DESCRIPTION (provided by applicant): Our long-term goal is to engineer hematopoietic bone ex vivo to treat disorders of both bone and hematopoiesis. The specific goal of this application is to produce bone that contains marrow with pluripotent, repopulating stem cells that can fulfill the long-term regenerative needs of patients, as well as provide structural integrity for the repair of bone defects. To achieve this goal, we have assembled a team of interactive investigators from Baylor College of Medicine (BCM) and Rice that have the required expertise in biology and engineering, which includes: hematopoiesis and stem cell biology (Goodell, BCM), bone development (Davis, BCM), vascular development (Hirschi, BCM & Rice), biomaterials and bioreactors (West and Mikos, Rice) and bioimaging (Barry and Sevick, BCM and Rice). Our overarching hypotheses are that the steps that lead to bone formation and the establishment of functional marrow and vasculature are dissectible and definable in a model of de novo bone formation; furthermore, by understanding the sequence and kinetics of the cellular and molecular events needed for this process, we will gain insight into how to recapitulate hematopoietic bone formation ex vivo for the propagation of pluripotent HSC in vitro and in vivo. Toward addressing these hypotheses, we have established a model of de novo bone formation in which vascularized, marrow-filled bone was generated in vivo, and demonstrated that the marrow formed within this bone structure enables the survival and propagation of functional HSC that are capable of long-term reconstitution of all blood cell lineages in vivo. We have begun the dissect and define the molecular steps that lead to hematopoietic bone formation and have established bioimaging techniques needed to track the fate and function of marrow-derived cells ex vivo and in vivo. We have designed and generated biomaterials that will enable cellular survival and propagation, and bioreactors in which bone and blood vessels are readily fabricated. In this application, we will integrate all of these components to engineer hematopoietic bone and test its functions in vitro and in vivo. Furthermore, we have established necessary links to BCM and Rice technology transfer offices to facilitate the transition of our research into biotech and clinical settings.

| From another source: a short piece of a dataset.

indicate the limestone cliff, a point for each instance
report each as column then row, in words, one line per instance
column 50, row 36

描述（由申请人提供）：我们的长期目标是设计造血骨外体，以治疗骨骼和造血的疾病。该应用的具体目标是产生含有多能骨髓的骨骼，可重复的干细胞可以满足患者的长期再生需求，并为修复骨缺损的修复提供结构完整性。 To achieve this goal, we have assembled a team of interactive investigators from Baylor College of Medicine (BCM) and Rice that have the required expertise in biology and engineering, which includes: hematopoiesis and stem cell biology (Goodell, BCM), bone development (Davis, BCM), vascular development (Hirschi, BCM & Rice), biomaterials and bioreactors (West and Mikos, Rice) and生物成像（Barry and Sevick，BCM和米饭）。我们的总体假设是导致骨骼形成以及功能性骨髓和脉管系统的建立的步骤在从头形成的模型中是可辨认的，并且可以定义。此外，通过了解此过程所需的细胞和分子事件的序列和动力学，我们将深入了解如何在体外和体内概括多能HSC HSC的传播，从而在体内概括造血骨形成。为了解决这些假设，我们建立了一种从头骨形成的模型，在体内产生了血管化的，充满骨髓的骨骼的模型，并证明在该骨结构中形成的骨髓可以使功能性HSC的存活和繁殖能够长期重新结合所有血细胞谱系。我们已经开始解剖并定义了导致造血骨形成的分子步骤，并建立了跟踪骨髓衍生细胞的命运和功能所需的生物成像技术。我们设计并生成的生物材料将使细胞存活和繁殖能够，并容易制造骨骼和血管的生物反应器。在此应用中，我们将将所有这些成分集成到工程造血骨骼，并在体外和体内测试其功能。此外，我们已经建立了与BCM和水稻技术转让办公室的必要联系，以促进我们对生物技术和临床环境的研究过渡。